Poster
EpiCare: A Reinforcement Learning Benchmark for Dynamic Treatment Regimes
Mason Hargrave · Alex Spaeth · Logan Grosenick
West Ballroom A-D #5301
Healthcare applications pose significant challenges to existing reinforcement learning (RL) methods due to implementation risks, low data availability, short treatment episodes, sparse rewards, partial observations, and heterogeneous treatment effects. Despite significant interest in developing dynamic treatment regimes for longitudinal patient care scenarios, no standardized benchmark has yet been developed. To fill this need we introduce Episodes of Care, a benchmark designed to mimic the challenges associated with applying RL to longitudinal healthcare settings. We leverage this benchmark to test five state-of-the-art offline RL models as well as four common off-policy evaluation (OPE) techniques.
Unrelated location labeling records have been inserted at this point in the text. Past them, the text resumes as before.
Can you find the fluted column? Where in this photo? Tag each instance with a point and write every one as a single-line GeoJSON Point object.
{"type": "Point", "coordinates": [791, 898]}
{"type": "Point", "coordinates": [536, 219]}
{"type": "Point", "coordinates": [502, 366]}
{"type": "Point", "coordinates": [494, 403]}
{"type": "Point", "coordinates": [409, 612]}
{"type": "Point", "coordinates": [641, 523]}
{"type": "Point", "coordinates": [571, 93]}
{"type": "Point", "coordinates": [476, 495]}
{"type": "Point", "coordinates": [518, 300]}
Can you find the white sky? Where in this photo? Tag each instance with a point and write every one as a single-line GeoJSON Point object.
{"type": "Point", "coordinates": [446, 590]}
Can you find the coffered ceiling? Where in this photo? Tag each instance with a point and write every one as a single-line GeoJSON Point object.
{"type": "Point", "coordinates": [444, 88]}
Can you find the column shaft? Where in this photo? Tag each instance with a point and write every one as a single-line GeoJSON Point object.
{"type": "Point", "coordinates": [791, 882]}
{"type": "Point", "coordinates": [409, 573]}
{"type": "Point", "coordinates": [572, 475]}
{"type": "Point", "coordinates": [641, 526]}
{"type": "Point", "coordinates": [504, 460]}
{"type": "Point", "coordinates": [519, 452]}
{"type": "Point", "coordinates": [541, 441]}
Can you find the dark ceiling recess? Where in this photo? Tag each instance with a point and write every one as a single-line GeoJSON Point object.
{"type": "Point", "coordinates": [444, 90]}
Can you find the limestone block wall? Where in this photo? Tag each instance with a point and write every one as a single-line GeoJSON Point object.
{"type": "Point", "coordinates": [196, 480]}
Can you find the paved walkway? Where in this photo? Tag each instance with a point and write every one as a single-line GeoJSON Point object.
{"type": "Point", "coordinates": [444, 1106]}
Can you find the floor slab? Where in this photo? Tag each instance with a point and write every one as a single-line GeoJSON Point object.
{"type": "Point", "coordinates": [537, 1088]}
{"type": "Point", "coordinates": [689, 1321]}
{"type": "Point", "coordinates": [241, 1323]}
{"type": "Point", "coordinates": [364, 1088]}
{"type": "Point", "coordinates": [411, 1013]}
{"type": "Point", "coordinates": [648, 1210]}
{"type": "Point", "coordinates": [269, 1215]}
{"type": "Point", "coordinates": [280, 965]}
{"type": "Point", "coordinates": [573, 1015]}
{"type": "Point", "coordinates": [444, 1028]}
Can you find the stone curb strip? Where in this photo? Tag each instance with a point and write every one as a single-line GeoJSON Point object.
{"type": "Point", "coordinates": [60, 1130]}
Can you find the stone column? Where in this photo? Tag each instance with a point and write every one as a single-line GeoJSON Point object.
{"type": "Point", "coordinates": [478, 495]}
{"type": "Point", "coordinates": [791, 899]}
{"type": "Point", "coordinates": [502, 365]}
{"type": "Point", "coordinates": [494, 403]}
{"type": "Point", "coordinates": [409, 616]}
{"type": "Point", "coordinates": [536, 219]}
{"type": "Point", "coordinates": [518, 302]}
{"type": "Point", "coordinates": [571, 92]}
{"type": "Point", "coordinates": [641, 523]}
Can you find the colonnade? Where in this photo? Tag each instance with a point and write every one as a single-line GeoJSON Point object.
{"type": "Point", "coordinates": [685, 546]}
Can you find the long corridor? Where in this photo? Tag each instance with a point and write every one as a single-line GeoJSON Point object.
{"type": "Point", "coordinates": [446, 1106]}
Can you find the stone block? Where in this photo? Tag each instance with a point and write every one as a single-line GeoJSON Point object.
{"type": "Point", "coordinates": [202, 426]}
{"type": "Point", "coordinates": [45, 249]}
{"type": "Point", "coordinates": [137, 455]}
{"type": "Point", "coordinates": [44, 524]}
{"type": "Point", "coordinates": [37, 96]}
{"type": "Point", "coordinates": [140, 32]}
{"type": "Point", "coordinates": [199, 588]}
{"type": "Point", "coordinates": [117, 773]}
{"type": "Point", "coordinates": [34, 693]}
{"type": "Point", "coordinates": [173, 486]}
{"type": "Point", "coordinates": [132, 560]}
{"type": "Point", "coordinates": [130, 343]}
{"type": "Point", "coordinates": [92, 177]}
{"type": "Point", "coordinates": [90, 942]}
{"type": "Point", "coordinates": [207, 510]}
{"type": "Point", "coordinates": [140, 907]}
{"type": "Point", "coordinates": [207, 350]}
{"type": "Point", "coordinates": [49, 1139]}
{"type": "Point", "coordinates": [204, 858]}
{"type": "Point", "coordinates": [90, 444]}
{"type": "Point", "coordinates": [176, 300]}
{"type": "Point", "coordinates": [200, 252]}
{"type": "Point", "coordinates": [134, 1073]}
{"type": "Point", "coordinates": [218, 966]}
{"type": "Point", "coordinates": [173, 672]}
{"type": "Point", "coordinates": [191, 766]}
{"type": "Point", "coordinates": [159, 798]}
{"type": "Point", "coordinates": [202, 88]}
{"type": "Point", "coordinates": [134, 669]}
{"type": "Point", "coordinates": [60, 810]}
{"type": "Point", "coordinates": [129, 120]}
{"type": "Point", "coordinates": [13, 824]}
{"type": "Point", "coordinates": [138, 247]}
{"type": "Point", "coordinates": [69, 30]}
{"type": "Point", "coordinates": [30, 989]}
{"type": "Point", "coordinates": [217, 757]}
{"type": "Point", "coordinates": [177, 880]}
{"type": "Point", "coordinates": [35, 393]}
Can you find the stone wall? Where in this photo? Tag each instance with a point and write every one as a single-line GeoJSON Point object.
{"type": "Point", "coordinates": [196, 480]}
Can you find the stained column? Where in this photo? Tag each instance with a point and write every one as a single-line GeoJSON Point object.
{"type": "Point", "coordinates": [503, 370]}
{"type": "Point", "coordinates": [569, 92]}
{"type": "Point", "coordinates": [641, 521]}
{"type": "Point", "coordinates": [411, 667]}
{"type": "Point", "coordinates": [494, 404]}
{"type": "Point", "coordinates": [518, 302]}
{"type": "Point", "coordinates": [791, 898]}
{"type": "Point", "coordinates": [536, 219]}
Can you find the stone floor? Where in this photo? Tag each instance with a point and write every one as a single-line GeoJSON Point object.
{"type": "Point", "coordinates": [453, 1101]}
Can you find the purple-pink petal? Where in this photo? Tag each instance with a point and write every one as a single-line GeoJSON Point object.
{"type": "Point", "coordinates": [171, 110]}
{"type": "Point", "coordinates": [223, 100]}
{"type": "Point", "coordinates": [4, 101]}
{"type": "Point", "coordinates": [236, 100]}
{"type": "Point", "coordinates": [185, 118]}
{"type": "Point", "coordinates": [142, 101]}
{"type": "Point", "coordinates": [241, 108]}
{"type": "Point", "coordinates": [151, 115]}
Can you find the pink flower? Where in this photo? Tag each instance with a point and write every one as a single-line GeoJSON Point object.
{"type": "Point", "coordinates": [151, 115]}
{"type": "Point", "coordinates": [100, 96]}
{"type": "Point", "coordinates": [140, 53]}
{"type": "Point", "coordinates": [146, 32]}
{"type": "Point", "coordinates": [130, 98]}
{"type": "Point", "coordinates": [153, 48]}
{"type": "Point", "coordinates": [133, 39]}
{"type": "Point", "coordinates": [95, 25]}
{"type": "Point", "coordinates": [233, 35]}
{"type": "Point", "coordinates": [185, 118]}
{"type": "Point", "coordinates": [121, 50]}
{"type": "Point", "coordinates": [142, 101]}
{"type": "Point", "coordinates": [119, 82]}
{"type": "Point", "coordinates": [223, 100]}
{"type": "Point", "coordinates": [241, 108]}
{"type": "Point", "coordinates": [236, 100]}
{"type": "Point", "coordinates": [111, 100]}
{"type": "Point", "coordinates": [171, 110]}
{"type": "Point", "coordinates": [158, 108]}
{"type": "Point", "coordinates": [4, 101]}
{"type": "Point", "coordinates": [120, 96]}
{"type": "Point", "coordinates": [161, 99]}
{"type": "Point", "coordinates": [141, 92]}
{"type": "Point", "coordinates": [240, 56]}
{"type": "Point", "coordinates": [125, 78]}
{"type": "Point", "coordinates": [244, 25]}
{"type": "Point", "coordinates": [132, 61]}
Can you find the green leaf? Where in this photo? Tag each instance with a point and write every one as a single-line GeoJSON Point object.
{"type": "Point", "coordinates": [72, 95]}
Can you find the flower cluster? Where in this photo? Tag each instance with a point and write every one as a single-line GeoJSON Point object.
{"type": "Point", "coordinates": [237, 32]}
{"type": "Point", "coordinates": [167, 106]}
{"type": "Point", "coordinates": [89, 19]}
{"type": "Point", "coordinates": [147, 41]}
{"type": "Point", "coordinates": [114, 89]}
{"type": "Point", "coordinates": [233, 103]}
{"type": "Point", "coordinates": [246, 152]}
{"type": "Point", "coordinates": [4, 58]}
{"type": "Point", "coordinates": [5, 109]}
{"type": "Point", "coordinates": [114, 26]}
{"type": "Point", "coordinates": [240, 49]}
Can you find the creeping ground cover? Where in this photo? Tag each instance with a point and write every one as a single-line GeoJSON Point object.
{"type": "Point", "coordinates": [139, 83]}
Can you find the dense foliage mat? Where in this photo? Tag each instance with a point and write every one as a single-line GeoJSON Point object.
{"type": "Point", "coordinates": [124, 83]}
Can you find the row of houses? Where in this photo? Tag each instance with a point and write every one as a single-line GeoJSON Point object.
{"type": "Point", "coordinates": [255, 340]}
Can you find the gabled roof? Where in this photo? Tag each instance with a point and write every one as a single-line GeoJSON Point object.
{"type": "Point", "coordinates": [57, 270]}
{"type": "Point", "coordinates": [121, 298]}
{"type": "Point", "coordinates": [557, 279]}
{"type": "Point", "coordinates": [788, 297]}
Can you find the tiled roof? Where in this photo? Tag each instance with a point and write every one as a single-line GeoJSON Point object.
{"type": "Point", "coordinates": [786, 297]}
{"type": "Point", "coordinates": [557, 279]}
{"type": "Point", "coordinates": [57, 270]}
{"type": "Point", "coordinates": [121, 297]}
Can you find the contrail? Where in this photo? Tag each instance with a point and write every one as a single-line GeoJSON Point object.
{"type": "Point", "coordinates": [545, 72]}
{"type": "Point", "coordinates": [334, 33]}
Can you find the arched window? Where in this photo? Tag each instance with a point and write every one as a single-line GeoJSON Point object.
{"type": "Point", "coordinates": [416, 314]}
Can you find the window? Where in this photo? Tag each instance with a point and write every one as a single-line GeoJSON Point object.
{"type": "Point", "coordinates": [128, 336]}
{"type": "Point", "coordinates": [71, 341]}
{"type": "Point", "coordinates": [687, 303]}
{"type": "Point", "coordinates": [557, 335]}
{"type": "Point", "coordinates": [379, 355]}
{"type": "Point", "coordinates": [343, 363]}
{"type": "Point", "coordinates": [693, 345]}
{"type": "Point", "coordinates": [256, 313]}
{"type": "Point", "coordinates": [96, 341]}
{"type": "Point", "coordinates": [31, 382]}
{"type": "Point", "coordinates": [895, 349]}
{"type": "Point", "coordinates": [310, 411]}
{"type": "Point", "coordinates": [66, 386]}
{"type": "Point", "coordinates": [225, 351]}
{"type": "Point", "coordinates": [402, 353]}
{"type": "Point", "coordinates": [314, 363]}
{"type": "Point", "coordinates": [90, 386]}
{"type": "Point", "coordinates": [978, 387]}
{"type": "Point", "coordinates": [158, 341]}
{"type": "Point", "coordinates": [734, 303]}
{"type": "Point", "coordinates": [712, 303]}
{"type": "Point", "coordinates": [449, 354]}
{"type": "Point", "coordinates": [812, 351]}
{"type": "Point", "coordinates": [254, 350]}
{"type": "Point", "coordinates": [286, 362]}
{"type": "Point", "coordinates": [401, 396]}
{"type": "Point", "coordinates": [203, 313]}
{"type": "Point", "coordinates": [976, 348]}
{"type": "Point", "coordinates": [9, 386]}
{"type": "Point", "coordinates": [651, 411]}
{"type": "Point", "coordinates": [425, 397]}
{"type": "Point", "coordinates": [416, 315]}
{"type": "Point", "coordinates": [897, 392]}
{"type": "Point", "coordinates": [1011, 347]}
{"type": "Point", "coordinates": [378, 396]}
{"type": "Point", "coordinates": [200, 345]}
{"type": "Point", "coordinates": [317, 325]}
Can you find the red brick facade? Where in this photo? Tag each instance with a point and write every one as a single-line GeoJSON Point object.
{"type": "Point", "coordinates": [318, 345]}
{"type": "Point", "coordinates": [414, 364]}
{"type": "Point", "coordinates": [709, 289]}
Our results suggest that while offline RL may be capable of improving upon existing standards of care given large data availability, its applicability does not appear to extend to the moderate to low data regimes typical of healthcare settings. Additionally, we demonstrate that several OPE techniques which have become standard in the the medical RL literature fail to perform adequately under our simulated conditions. These results suggest that the performance of RL models in dynamic treatment regimes may be difficult to meaningfully evaluate using current OPE methods, indicating that RL for this application may still be in its early stages. We hope that these results along with the benchmark itself will facilitate the comparison of existing methods and inspire further research into techniques that increase the practical applicability of medical RL.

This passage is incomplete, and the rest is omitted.